Today’s Book: “Otherbound” by Corinne Duyvis
The Plot: Every time Nolan (a modern teenager) blinks, he sees through the eyes of Amara, a servant girl in a fantasy world.
Autistic Character(s): The author.
This is my second review of one of Duyvis’s books, after “On the Edge of Gone”. Although “Otherbound” has no autistic characters and runs on a completely different premise, the two books share a diverse, disabled cast and a keen awareness of the power dynamics that constrain each character.
Seeing through the eyes of someone in another world sounds cool, until you stop and think about what it would actually entail. The connection between Nolan and Amara is invasive and unpleasant for both of them. Amara doesn’t want to be constantly watched, even in her most private moments, by a person she doesn’t know. Nolan doesn’t want to be constantly distracted from what’s happening in front of him by his uncontrollable visions – especially when Amara spends time being abused, injured, even tortured, in ways Nolan feels but can do nothing about. When he does find methods to affect Amara’s world, they are methods that can violate Amara’s agency. Duyvis does a good job showing the complexities of how the two of them try to deal with this and to negotiate boundaries – clumsily, imperfectly, a little at a time and with a lot of justified resentment.
Nolan’s periods of distraction have been misdiagnosed as a form of epilepsy. The trope of a character being misdiagnosed because of their magical powers can be problematic, but Duyvis handles it deftly. The trick is that Nolan is genuinely disabled by his visions. He’s not an able-bodied person who was called disabled because people misunderstood him; he’s a disabled person who got told the wrong name for his disability. Because of his visions, he can’t keep up with school, maintain normal friendships, or even fold laundry successfully; that’s how difficult it is for him to focus on the world that is around him. Meanwhile, other disabilities and forms of diversity are also represented. Before the book begins, Nolan lost his foot in a car accident (caused by his visions). He belongs to a Latinx family and speaks both Spanish and English at home; money is a problem, and his mother has taken a second job to help pay for his medicine. Amara is bisexual, her world is predominantly nonwhite, and she is non-speaking, because her tongue was cut out when she became a servant: servants in her world converse using sign language.
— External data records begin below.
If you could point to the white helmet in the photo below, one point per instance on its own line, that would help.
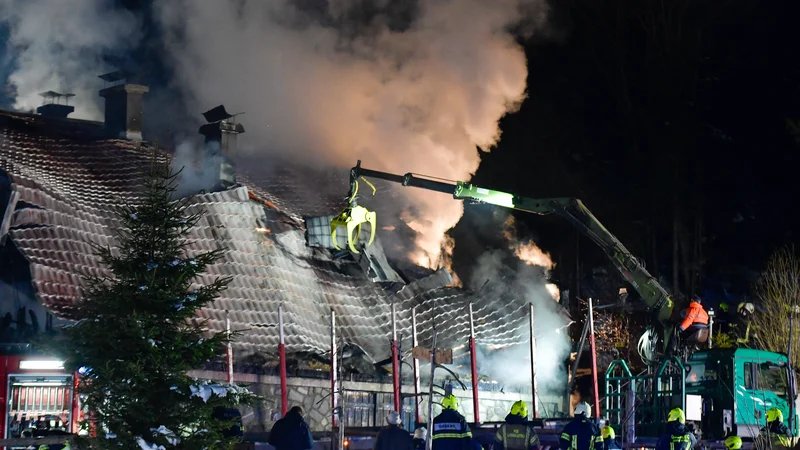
(394, 418)
(583, 408)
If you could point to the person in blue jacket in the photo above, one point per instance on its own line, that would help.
(676, 436)
(582, 433)
(450, 429)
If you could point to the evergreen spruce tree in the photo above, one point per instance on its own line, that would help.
(139, 334)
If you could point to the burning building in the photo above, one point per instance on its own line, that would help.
(60, 180)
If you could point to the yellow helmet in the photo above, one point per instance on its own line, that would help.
(450, 402)
(774, 414)
(733, 442)
(519, 409)
(676, 415)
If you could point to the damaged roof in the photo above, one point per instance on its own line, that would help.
(65, 184)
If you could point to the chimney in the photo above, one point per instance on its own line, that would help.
(123, 106)
(221, 133)
(52, 107)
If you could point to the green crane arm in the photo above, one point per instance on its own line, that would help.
(656, 298)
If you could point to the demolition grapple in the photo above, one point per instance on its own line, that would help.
(353, 217)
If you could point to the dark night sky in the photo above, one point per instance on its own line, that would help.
(635, 118)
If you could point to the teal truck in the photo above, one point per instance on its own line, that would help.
(723, 391)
You might have guessed already from these descriptions that a lot of unpleasant things happen in this book. They do. And, especially in the first half of the book, Amara and Nolan are both relatively helpless in the face of these unpleasant things. It can be difficult to slog through scene after scene of Amara being treated horribly and Nolan running off to curl up somewhere and feel sick. This does improve as the book goes on: characters gain more control and more agency, and the pace picks up. The last third in particular is delightfully full of nail-biting twists as the characters discover secrets about why they are connected as they are, and what that means for their worlds.
A lack of character agency in places might also be an unfair criticism, because it’s intimately connected to one of “Otherbound”‘s greatest strengths: its keen awareness of power dynamics. Amara lacks agency, not because of anything wrong with her as a person, but because she’s been trained since childhood to do nothing but obey and will be punished if she deviates. The people who abuse her are bad in an obvious way, but Duyvis spends just as much time detailing subtler ways in which power affects Amara’s life. She is attracted to the princess she serves, for instance, but their power difference makes that attraction difficult to deal with in ways that the princess’s sincere attempts at kindness do nothing to fix. The princess herself is under a magical curse in which any small injury could kill her, and this makes her dependent on others for help. As mentioned, Nolan and Amara’s connection brings additional forms of powerlessness into both lives which are difficult to deal with. And while Nolan lives a materially more comfortable life, he has his own power problems: not least of which is the fact that he has to lie to his family and his doctor to conceal what’s really happening during his “seizures”.
(This leads to one of my few other criticisms, which is so small that I really don’t feel it’s worth mentioning, but I’m compulsive and I have to. Duyvis mentions in the epilogue that Nolan ends up seeing a therapist who helps him deal with the trauma of what happened to him during the book. I understand why this line would be included: it’s good to show trauma being real, and characters going to therapy for it without being judged. But Nolan previously spends the entire book hiding his visions from everyone because no one will believe him; most people would classify his visions as hallucinations or delusions. So where does he suddenly find a therapist who believes him and who gives him appropriate PTSD therapy instead of trying to treat him for being delusional? And how does he explain this therapist to his parents? Therapy is not equally accessible to everyone, and that is a point that people often forget.)
Like “On the Edge of Gone”, “Otherbound” is at times a difficult read, but a well-crafted one which has important things to say about agency and power, and which sensitively portrays an intersectionally diverse world. If you can stand the abuse scenes, you could do a lot worse than to pick this one up.
The Verdict: Recommended-2
Ethics statement: I have occasionally corresponded with Corinne Duyvis and have posted reviews on her Disability in Kidlit site. I read her book by borrowing an e-copy from my local library. All opinions expressed here are my own.